Johnny Got His Gun – Dalton Trumbo

Dalton Trumbo is most well-known these days for being one of the Hollywood Ten, the film industry professionals who were blacklisted due to their suspected support of communism as a result of the House Un-American Activities Committee hearings. Trumbo was a screenwriter responsible for scripts including Roman Holiday and Spartacus, and he also authored one of the most powerful anti-war novels of the last century, Johnny Got His Gun.

Johnny Got His Gun was published in 1938 and is the story of twenty-year-old American soldier Joe Bonham who is in hospital following his injury in World War I. The book begins as Joe awakens in hospital, in pain and hallucinating, and as he comes to, he realises that he is deaf. Joe goes in and out of consciousness, alternating between fantasy and reality, remembering episodes from his childhood, his friends and his girlfriend Kareen. In his lucid moments Joe begins to understand that he has lost his arms, legs, and all of his face (including his eyes, ears, teeth, and tongue), and his appearance is so disturbing that he has been covered up to avoid distressing the nurses who attend to him. But his mind is unaffected, making him a helpless prisoner, unable to communicate with anyone.
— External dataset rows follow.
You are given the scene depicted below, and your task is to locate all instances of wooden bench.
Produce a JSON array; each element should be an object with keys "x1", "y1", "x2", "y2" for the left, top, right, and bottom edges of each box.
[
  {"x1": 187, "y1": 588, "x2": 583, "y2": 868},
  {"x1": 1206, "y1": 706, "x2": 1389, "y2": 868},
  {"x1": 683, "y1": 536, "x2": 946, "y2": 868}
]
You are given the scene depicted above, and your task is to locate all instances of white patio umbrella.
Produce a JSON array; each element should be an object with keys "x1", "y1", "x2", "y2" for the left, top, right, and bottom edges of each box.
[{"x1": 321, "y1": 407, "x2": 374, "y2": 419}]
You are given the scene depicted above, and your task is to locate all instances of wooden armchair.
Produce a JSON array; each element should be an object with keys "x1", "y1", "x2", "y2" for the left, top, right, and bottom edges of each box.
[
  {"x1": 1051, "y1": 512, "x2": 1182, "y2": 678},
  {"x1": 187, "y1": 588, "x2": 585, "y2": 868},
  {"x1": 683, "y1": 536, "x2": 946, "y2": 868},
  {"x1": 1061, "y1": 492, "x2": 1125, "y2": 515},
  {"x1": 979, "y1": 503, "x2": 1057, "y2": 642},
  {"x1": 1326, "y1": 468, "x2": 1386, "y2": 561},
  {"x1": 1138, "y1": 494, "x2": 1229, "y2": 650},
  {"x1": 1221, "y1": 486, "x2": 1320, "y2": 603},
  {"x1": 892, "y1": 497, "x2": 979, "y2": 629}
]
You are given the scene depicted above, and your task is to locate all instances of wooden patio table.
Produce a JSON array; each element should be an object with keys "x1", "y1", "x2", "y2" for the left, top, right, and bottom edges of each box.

As Joe struggles to stay sane, he thinks about war, about what it means to die for democracy, about death before dishonour: ‘You can always hear the people who are willing to sacrifice somebody else’s life. They’re plenty loud and they talk all the time. You can find them in churches and schools and newspapers and legislatures and congress…Nobody but the dead know whether all these things people talk about are worth dying for or not. And the dead can’t talk.’

The reader is trapped with Joe inside his head and his gradual awareness of the hopelessness of his situation is devastating. Joe rages against the brutality of modern warfare and how innocent working-class men are sacrificed for high ideals that mean nothing to them. Johnny Got His Gun is a scathing attack on the immorality and ultimate futility of war, while also being one of the most emotionally affecting books I’ve read in a  long time.

In 1971 Trumbo directed a film of the book, starring Timmy Bottom, Jason Robards and Donald Sutherland. You can have a look at the trailer below, but I recommend reading the book to appreciate the true brilliance of Trumbo’s  writing and ideas.

(And if the movie looks familiar, it’s probably because Metallica used scenes from it in their video for ‘One‘, which is inspired by the book.)